I doubt it will hurt the frog. Bait it with a lettuce leaf. In my experience, if you see one snail, you have a hundred that you havent seen.


----------



## Ed (Sep 19, 2004)

It is unlikely to harm the frog... but they can be a nuisance if left alone. 

Ed


----------



## TWA (Apr 3, 2011)

Like they said, it'll multiply and you will have hundreds easily. The lettuce technique works well in aquariums so I assume it'll work well for you too


----------



## Krenshaw22 (Apr 21, 2011)

It looks like the aquatic snails that was in my fish tanks years ago. There population will explode. But I believe they are aquatic snails. The size and pic fits what mine looked like.


----------



## fishman9809 (Dec 8, 2008)

Just pond snails. Have them all the time in my aquarium. I plop them into another aquarium with assassin snails (snail-eating snails). If they get out of hand you can get some assassin snails, but mind you, assassin snails are so good at their job that you might need to buy pond snails to feed them once they run out. 

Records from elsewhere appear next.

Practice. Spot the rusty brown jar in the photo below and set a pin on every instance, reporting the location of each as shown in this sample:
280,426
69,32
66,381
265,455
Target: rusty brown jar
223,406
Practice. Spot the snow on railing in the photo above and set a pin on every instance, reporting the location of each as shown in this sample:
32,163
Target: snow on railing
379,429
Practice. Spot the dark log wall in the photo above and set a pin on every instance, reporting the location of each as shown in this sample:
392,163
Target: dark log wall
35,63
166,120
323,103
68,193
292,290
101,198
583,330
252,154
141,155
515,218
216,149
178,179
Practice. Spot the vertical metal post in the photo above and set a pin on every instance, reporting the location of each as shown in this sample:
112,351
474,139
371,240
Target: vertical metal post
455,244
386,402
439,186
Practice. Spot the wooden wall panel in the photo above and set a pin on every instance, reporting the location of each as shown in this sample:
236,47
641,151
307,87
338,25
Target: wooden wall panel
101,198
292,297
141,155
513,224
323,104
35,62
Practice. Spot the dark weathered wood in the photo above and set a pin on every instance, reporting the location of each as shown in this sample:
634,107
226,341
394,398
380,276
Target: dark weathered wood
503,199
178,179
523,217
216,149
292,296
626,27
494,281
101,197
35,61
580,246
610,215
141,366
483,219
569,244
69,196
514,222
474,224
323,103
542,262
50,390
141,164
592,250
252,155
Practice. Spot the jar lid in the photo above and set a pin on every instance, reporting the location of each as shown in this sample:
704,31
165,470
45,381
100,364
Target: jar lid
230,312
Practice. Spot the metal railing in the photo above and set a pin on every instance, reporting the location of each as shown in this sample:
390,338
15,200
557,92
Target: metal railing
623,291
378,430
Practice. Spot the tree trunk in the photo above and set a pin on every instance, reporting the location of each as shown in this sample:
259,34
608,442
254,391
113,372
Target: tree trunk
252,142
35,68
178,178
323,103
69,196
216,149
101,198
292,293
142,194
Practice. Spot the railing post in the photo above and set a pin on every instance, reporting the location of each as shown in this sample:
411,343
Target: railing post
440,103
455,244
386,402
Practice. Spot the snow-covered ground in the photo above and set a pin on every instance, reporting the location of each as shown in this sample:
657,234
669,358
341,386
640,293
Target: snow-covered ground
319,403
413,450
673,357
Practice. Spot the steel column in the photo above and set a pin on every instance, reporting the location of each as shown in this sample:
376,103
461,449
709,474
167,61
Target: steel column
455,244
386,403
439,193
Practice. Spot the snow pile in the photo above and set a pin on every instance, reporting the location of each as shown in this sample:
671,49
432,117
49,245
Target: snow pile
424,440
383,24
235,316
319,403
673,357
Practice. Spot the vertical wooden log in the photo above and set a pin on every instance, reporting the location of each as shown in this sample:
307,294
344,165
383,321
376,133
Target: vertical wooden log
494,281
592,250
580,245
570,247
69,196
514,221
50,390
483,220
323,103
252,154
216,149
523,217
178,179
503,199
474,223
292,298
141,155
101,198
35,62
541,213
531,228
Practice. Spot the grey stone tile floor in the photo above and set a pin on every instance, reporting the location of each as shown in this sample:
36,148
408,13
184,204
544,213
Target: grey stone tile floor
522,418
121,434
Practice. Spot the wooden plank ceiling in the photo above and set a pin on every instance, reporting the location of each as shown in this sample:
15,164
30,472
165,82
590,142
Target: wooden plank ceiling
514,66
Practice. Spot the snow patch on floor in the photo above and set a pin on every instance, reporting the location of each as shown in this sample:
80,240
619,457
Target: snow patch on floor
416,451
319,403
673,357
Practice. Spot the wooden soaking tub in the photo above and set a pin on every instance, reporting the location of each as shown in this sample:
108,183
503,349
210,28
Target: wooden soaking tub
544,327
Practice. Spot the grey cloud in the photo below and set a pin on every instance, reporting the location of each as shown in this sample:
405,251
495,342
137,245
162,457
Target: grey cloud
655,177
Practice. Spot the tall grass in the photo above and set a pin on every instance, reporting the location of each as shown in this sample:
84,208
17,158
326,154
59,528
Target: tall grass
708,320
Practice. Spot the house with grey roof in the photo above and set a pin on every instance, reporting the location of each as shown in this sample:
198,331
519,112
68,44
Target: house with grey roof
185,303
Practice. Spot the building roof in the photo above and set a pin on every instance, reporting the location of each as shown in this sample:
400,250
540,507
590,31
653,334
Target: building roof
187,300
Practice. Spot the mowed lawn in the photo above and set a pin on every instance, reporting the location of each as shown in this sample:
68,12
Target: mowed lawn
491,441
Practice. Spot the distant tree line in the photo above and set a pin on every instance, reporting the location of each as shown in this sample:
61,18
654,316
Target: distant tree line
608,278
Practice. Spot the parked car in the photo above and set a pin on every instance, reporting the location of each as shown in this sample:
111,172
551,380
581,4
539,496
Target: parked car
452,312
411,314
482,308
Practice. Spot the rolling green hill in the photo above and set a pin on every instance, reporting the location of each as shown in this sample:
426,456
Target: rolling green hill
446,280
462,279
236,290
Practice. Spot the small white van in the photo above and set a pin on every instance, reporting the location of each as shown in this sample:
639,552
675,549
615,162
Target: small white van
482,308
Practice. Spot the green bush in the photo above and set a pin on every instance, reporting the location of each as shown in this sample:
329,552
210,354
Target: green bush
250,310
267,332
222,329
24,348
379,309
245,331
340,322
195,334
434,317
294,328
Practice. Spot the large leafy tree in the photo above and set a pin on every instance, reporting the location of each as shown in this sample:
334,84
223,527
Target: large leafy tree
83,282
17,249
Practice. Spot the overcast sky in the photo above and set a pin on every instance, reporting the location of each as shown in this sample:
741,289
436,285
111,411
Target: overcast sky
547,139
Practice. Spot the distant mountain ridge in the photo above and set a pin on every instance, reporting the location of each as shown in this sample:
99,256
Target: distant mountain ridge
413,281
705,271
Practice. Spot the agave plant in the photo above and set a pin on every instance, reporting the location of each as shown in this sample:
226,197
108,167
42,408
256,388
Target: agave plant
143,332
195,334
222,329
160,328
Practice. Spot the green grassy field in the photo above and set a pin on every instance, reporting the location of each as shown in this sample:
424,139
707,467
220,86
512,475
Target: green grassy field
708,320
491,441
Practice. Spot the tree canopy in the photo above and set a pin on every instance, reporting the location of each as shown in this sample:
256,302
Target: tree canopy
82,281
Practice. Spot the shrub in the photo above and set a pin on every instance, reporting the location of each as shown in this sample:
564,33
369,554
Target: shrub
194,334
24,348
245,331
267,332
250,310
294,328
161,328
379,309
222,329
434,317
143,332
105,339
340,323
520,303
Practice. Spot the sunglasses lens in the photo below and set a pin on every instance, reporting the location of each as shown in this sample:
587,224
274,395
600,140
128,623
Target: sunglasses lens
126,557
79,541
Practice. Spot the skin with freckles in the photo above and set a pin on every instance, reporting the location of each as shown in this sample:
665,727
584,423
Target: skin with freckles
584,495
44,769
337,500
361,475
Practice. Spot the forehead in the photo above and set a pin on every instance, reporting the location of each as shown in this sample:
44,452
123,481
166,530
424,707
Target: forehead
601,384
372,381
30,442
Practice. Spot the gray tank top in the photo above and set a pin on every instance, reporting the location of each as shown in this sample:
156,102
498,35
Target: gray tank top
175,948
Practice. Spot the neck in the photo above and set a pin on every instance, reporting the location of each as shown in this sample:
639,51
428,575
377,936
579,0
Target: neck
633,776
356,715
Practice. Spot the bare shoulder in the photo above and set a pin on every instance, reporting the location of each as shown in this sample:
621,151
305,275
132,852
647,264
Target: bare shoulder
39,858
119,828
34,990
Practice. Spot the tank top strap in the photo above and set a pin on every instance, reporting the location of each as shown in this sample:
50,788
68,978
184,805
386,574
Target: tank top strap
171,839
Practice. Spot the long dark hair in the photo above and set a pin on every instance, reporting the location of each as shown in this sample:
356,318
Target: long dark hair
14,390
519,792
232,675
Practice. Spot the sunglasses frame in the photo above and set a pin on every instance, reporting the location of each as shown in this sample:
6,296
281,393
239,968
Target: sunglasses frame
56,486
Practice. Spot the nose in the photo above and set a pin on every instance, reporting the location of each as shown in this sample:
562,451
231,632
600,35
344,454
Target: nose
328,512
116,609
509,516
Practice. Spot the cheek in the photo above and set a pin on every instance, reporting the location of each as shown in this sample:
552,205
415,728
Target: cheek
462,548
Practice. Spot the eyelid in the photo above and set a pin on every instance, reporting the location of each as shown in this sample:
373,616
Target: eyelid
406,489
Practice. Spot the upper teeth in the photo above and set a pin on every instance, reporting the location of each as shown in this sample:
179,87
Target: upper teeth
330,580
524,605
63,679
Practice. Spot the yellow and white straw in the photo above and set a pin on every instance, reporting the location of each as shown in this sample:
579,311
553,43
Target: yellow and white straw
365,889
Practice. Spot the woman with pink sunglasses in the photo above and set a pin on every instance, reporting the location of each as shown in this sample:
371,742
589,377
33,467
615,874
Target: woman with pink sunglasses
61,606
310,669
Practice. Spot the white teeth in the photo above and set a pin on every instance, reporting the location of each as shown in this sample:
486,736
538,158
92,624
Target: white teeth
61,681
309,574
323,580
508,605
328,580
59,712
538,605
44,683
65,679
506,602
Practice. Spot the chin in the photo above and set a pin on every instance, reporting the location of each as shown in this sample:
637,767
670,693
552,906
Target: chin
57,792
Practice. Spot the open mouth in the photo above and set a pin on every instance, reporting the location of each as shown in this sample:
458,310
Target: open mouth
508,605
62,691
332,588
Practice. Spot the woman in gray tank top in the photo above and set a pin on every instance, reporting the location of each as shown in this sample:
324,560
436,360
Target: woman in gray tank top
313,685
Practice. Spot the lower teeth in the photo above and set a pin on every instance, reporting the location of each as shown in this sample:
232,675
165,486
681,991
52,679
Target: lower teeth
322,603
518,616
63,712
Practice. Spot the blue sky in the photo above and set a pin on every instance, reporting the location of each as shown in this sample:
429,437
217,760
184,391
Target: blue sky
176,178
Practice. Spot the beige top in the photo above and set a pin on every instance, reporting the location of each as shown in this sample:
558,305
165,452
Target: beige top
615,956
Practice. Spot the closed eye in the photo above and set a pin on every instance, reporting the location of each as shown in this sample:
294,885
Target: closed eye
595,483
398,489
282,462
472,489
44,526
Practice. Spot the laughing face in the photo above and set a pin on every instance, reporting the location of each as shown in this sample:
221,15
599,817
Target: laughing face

If you are on top of things, I doubt it will get to the point where you need assassin snails. Just remove any you see and you should have no problem at all.


----------



## Krenshaw22 (Apr 21, 2011)

fishman9809 said:


> Just pond snails. Have them all the time in my aquarium. I plop them into another aquarium with assassin snails (snail-eating snails). If they get out of hand you can get some assassin snails, but mind you, assassin snails are so good at their job that you might need to buy pond snails to feed them once they run out.
> 
> If you are on top of things, I doubt it will get to the point where you need assassin snails. Just remove any you see and you should have no problem at all.


I second that. I wonder how its living in a viv though.


----------



## Ed (Sep 19, 2004)

Krenshaw22 said:


> I second that. I wonder how its living in a viv though.


If you read the OP's first post there is a small "pond" in the tank. If aquatic plants (including ricca, java moss, and azolla) were used in the tank, that could have been enough to introduce the snail(s). 

Ed


----------



## Krenshaw22 (Apr 21, 2011)

Ed said:


> If you read the OP's first post there is a small "pond" in the tank. If aquatic plants (including ricca, java moss, and azolla) were used in the tank, that could have been enough to introduce the snail(s).
> 
> Ed


My bad I must have completely skipped that line while reading it. That explains it now lol. Oops


----------



## fieldnstream (Sep 11, 2009)

I say catch that joker and make some lilliputian escargot!


----------



## Steverd (Sep 4, 2011)

I thought Pond Snail right away, in an aquarium I would put in an assassin snail or clown loach to control. Can an assassin snail survive in a terrarium?

Steve


----------